Castillo views herself as an “American” in every way except for having, as she puts it, a nine-digit social security number. She has few recollections of her pre-school life in Mexico. All of her formal schooling took place here. She graduated from Turner Ashby High School south of Harrisonburg with a 4.0 GPA. She graduated magna cum laude from EMU.

Castillo says she could not have made it through EMU without the help of two married employees – Deanna Durham, assistant professor in the applied social sciences department, and Byron Peachey, associate campus pastor. The couple has remained supportive since Castillo graduated three years ago. When she needed help with getting her group to and from Washington D.C., for example, Durham and Peachey drove the group.

Under the DREAM Act, undocumented young immigrants would be given a path to legal residency if they contribute to the United States by serving in the military or getting a college education. The process would still be arduous – it would take at least six years and perhaps as much as a decade – for a young person to satisfy all the requirements for getting a “Green Card.” Yet Castillo said she would welcome such a path, no matter how hard or long, because at least the path would be there.
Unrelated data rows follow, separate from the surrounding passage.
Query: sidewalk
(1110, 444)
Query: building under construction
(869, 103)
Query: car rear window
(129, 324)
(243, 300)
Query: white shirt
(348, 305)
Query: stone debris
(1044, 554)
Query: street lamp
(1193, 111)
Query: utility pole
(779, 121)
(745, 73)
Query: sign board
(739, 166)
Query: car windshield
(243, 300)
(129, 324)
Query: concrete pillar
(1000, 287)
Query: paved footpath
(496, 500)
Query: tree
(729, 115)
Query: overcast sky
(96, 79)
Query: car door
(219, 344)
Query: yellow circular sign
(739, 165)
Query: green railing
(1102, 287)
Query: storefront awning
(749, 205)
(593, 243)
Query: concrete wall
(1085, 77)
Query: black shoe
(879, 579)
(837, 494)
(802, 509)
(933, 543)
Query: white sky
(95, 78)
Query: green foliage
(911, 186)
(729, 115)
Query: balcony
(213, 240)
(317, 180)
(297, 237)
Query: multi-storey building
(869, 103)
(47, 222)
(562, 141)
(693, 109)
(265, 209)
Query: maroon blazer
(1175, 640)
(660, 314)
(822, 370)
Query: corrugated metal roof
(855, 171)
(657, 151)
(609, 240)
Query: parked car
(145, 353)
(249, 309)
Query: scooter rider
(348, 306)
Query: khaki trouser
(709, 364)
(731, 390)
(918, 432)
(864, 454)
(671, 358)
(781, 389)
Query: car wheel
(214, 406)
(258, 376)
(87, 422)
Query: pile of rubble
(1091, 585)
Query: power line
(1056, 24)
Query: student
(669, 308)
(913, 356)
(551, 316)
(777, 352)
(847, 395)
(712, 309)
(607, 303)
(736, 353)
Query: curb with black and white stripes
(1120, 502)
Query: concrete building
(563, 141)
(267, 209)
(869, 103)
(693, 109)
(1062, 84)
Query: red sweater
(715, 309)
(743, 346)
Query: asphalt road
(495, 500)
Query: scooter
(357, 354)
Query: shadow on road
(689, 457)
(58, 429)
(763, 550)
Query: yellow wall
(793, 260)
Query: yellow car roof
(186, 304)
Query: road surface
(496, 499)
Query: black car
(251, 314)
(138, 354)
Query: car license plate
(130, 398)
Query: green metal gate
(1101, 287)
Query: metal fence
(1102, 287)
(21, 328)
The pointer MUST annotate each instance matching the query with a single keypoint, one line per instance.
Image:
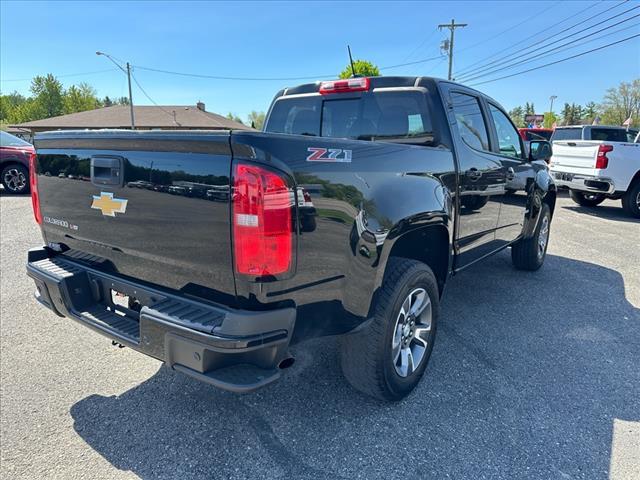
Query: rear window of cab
(384, 116)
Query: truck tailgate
(149, 205)
(575, 156)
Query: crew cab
(346, 217)
(595, 163)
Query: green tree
(590, 112)
(362, 67)
(8, 103)
(27, 111)
(517, 115)
(234, 117)
(567, 114)
(256, 120)
(80, 98)
(621, 103)
(529, 109)
(48, 93)
(549, 119)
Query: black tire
(367, 356)
(15, 179)
(529, 253)
(631, 200)
(586, 199)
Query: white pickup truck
(597, 162)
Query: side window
(508, 138)
(471, 126)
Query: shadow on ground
(607, 212)
(528, 373)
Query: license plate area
(567, 177)
(123, 303)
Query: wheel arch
(430, 245)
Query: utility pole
(451, 26)
(128, 72)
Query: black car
(346, 216)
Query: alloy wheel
(411, 334)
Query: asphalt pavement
(533, 375)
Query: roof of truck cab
(380, 82)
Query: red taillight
(262, 226)
(601, 160)
(360, 84)
(33, 185)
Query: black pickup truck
(216, 251)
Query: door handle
(473, 173)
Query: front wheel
(387, 358)
(586, 199)
(529, 253)
(631, 200)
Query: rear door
(482, 176)
(509, 150)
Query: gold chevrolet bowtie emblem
(109, 205)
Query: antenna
(353, 69)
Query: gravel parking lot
(533, 375)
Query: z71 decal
(317, 154)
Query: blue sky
(299, 39)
In a Washington Post article the day after the arrests, Margie McHugh, co-director of the nonprofit Migration Policy Institute’s National Center on Immigrant Integration Policy, was quoted as saying: “It is a bit of a surprise to see how bold and open a lot of the young people are about their status, and that’s changed from the past.”

The Post noted, however, that there are definite risks: “In Arizona [in early May] … undocumented students staged a protest in front of Republican Sen. John McCain’s office. Three were arrested and are in deportation proceedings.”

McHugh told the Post: “I think it’s not possible to say yet if it’s a safe or an extremely risky thing for them to do. They are taking a great risk in putting themselves out there so publicly. In the end, they’ll be judged to have been quite prescient if the law does end up happening and naïve if it doesn’t.”
 
 

Story by Bonnie Price Lofton. Lofton is the publications editor at Eastern Mennonite University.